Once a consumer has chosen which toothpaste is best suited to meet his/her individual needs, the decision as to which toothbrush to use is also an important aspect of that person’s oral hygiene routine. Although the majority of people brush their teeth with a manual toothbrush, many fail to achieve optimal gingival health. This is primarily due to the fact that most people do not brush long enough or using the proper technique, even if brushing twice-per-day (Beaglehole et al. 2009; Tedesco 1995). Numerous brushing implements are available to the consumer, including a wide range of brush head sizes and geometries and bristle filament stiffness and design (end-rounded or not) and brushes which are manually powered, battery-powered, rechargeable, sonic, oscillation-rotation, and others. Combining the range of the various toothbrush designs with individual brushing techniques provides a rather complex mix of potential brushing scenarios.

Brushing teeth properly is important for maintaining healthy teeth and gums, and it reduces the risk of developing tooth decay and gingival disease, which are the major causes of tooth loss. From the standpoint of plaque removal, better cleaning can generally be achieved with the use of power toothbrushes (see discussions that follow). There are a number of differences between manual and power brushes, and each user must decide which option best meets their individual needs (Table 16.1).

Saliva is necessary, not only for lubrication of the mouth but also for buffering bacterial acids, providing proteins that deposit onto tooth surfaces and form the protective pellicle, delivering key minerals required for remineralization processes, providing protection against a range of microbes that we are constantly exposed to through our mouths, and other key oral functions that are critical to long-term oral health.
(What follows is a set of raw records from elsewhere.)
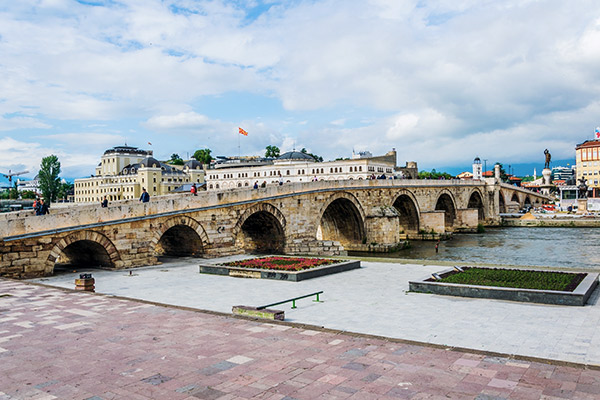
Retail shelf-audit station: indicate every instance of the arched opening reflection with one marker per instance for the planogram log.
(475, 201)
(262, 233)
(180, 241)
(446, 204)
(408, 214)
(83, 254)
(342, 222)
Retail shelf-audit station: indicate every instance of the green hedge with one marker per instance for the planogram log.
(521, 279)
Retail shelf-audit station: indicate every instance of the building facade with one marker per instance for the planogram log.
(587, 157)
(123, 171)
(295, 166)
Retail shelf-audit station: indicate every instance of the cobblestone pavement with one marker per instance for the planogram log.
(74, 345)
(375, 300)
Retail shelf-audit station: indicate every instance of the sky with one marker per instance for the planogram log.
(440, 81)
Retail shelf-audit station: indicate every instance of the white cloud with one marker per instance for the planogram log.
(440, 79)
(184, 120)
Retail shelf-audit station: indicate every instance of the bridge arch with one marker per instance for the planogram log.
(260, 229)
(342, 219)
(446, 203)
(87, 249)
(180, 236)
(408, 211)
(476, 201)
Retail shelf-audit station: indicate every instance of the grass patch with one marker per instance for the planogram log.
(518, 279)
(282, 263)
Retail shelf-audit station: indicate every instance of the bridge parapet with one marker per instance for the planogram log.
(77, 215)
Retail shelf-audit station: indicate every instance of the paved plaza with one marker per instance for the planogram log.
(57, 344)
(374, 300)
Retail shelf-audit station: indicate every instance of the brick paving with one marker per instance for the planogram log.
(57, 344)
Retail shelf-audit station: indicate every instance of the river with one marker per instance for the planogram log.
(576, 248)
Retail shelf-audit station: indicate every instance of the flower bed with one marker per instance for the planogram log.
(280, 268)
(282, 263)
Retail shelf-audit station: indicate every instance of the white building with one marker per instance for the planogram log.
(295, 166)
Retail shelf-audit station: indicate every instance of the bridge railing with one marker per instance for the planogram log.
(78, 216)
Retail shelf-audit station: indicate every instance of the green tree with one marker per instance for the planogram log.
(48, 178)
(503, 176)
(13, 192)
(28, 194)
(272, 152)
(317, 158)
(64, 190)
(203, 155)
(434, 175)
(175, 159)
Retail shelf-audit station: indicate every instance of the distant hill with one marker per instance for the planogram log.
(522, 169)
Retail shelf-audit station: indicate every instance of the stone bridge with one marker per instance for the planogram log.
(322, 218)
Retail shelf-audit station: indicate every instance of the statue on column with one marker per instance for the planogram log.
(582, 189)
(548, 158)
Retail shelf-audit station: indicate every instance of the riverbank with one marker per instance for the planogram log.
(373, 300)
(549, 222)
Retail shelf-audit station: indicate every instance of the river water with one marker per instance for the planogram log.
(577, 248)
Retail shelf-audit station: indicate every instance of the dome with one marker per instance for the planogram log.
(150, 162)
(296, 155)
(193, 164)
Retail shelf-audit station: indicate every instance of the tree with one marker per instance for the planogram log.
(434, 175)
(64, 190)
(13, 192)
(175, 159)
(28, 194)
(503, 176)
(272, 152)
(317, 158)
(203, 156)
(48, 178)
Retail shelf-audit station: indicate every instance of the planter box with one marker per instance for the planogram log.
(578, 297)
(294, 276)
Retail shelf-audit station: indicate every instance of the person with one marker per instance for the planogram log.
(42, 208)
(145, 197)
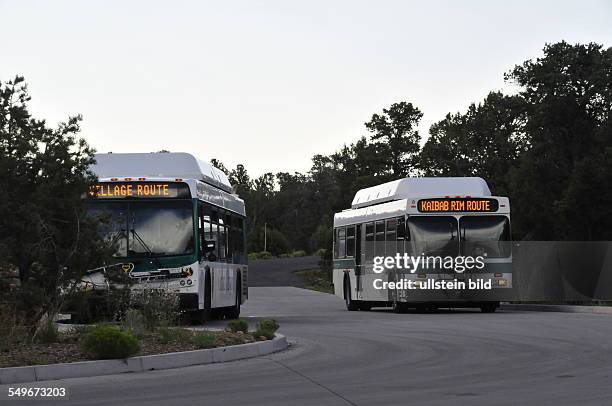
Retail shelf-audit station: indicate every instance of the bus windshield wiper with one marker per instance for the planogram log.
(144, 244)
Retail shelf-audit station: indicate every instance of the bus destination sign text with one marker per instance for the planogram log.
(457, 204)
(139, 190)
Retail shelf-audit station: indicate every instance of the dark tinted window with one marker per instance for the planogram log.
(433, 235)
(485, 236)
(369, 241)
(350, 241)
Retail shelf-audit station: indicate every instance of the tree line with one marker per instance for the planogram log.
(548, 147)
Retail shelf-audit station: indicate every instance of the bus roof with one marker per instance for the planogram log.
(411, 188)
(161, 165)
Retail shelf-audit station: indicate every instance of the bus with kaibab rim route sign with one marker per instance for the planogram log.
(415, 220)
(176, 225)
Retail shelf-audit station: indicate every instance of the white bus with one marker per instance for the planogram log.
(177, 225)
(423, 217)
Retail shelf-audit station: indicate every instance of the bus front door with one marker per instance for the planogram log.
(358, 261)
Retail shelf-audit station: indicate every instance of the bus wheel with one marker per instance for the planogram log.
(488, 308)
(234, 311)
(400, 307)
(201, 316)
(351, 305)
(421, 308)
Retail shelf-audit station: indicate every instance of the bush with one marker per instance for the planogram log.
(158, 307)
(204, 340)
(134, 322)
(177, 335)
(264, 255)
(47, 332)
(109, 342)
(13, 331)
(322, 253)
(238, 325)
(266, 328)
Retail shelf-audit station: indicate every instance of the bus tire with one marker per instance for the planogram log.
(351, 305)
(489, 307)
(400, 307)
(201, 316)
(234, 311)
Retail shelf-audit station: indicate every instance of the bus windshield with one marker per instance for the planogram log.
(147, 228)
(485, 236)
(433, 235)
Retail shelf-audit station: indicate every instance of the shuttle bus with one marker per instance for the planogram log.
(176, 225)
(429, 218)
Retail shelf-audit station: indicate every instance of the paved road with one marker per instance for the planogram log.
(382, 358)
(280, 271)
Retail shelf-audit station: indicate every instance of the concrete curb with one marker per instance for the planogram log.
(557, 308)
(141, 364)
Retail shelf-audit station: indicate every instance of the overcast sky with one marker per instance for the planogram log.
(270, 83)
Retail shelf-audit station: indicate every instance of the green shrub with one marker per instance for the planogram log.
(204, 340)
(321, 252)
(178, 335)
(158, 307)
(134, 322)
(109, 342)
(238, 325)
(266, 328)
(264, 255)
(47, 332)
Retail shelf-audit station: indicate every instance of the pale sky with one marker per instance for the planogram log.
(270, 83)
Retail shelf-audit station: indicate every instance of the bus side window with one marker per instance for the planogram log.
(222, 241)
(342, 242)
(401, 235)
(214, 229)
(379, 246)
(350, 241)
(336, 247)
(241, 238)
(369, 242)
(391, 237)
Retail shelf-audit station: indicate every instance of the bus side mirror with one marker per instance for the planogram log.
(209, 246)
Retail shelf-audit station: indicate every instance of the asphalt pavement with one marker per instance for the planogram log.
(280, 271)
(381, 358)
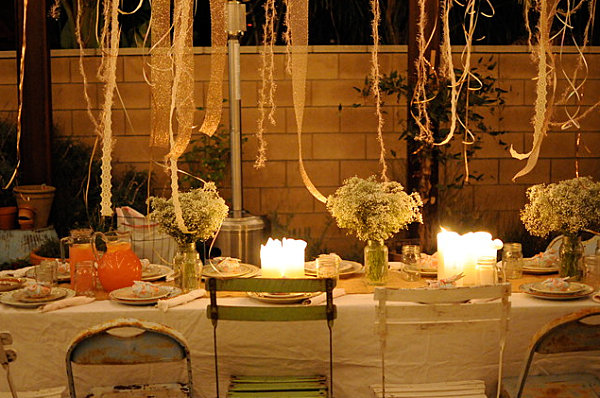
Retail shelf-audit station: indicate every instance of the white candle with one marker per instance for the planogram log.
(283, 259)
(458, 254)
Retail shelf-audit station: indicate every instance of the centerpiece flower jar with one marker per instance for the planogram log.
(203, 212)
(374, 211)
(568, 207)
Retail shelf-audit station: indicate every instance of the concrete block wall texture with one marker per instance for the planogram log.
(339, 139)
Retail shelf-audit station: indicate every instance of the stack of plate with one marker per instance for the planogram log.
(346, 268)
(19, 298)
(575, 290)
(244, 271)
(127, 296)
(282, 298)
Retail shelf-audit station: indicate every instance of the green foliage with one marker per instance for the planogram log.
(206, 160)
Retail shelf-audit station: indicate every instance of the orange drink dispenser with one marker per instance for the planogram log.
(118, 266)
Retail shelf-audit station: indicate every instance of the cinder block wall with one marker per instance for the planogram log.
(339, 139)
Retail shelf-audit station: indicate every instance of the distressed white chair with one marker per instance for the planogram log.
(440, 308)
(576, 332)
(128, 341)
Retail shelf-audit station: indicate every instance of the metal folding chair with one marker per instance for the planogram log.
(571, 333)
(440, 308)
(150, 343)
(245, 386)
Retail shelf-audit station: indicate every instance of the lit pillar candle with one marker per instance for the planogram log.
(283, 259)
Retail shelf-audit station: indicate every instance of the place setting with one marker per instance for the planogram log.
(557, 289)
(35, 295)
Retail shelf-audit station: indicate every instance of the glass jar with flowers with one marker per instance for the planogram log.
(374, 211)
(568, 207)
(203, 212)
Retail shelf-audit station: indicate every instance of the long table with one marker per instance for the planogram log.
(414, 355)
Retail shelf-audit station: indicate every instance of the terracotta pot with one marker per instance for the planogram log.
(8, 216)
(26, 216)
(39, 197)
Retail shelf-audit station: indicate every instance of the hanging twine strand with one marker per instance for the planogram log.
(375, 78)
(218, 56)
(266, 94)
(297, 20)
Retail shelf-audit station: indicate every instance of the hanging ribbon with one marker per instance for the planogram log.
(108, 74)
(161, 73)
(297, 20)
(375, 78)
(218, 56)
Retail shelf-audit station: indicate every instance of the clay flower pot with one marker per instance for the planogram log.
(8, 216)
(40, 198)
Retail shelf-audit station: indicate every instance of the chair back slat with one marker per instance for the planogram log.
(147, 347)
(450, 295)
(444, 313)
(272, 314)
(271, 285)
(571, 336)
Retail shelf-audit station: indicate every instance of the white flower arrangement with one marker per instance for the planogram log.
(568, 207)
(374, 210)
(203, 213)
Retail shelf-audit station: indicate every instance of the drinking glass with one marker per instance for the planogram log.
(512, 261)
(45, 272)
(328, 265)
(411, 256)
(84, 282)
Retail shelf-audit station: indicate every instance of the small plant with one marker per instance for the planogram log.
(569, 207)
(373, 210)
(203, 213)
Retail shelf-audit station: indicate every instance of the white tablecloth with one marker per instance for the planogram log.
(414, 355)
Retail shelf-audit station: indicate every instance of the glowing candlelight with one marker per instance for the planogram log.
(460, 253)
(282, 259)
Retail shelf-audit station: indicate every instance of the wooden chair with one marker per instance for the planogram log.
(147, 342)
(571, 333)
(265, 387)
(440, 308)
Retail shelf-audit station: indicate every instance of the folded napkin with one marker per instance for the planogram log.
(444, 283)
(321, 298)
(144, 289)
(68, 302)
(164, 305)
(17, 273)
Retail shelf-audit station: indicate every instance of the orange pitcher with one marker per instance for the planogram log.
(118, 266)
(79, 243)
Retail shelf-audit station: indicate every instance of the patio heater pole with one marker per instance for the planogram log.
(241, 233)
(236, 26)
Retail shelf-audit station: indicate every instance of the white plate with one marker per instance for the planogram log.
(245, 271)
(286, 298)
(157, 272)
(346, 268)
(526, 288)
(127, 294)
(8, 299)
(540, 270)
(426, 272)
(573, 288)
(172, 292)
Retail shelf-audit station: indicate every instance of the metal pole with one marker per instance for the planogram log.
(236, 25)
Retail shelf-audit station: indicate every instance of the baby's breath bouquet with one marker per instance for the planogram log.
(374, 211)
(567, 207)
(203, 213)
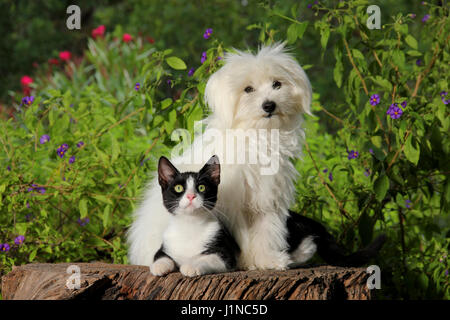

Saliva is also important for the dispersion of actives in toothpaste during the process of brushing (Turssi et al. 2010; Stookey et al. 2011). A reduction in salivary flow, often the result of salivary gland hypofunction or xerostomia, is a common occurrence. This is particularly true in the elderly, as a result of the intake of a wide range of routine medications. Significant reduction in salivary flow can lead to discomfort, difficulty in eating, and an increase in oral diseases, such as caries (Deng et al. 2015). While the diagnosis of salivary gland hypofunction and xerostomia is relatively easy to make, treatment of these conditions can be rather difficult. The primary objective, beyond ensuring proper medical treatment, is to provide as much hydration as possible, to reduce all unnecessary medications, and to provide topical remedies, such as saliva substitutes when possible. When salivary flow is severely diminished, as is often the case with head-and-neck radiation patients, parasympathomimetic drugs are sometimes used to help alleviate the problem. The increased caries incidence in individuals suffering from hyposalivation is often the result of a reduced buffer capacity, compromised ability to clear the mouth of debris, and a reduced potential for remineralization, coupled with a diet that may be high in carbohydrates and cariogenic salivary stimulants (Kielbassa et al. 2006; Dreizen et al. 1977; Vissink et al. 2003). Fluoride mouthrinses, as well as high fluoride concentration toothpastes, are often recommended in cases where saliva flow is restricted (Meyerowitz et al. 1991; Su et al. 2011).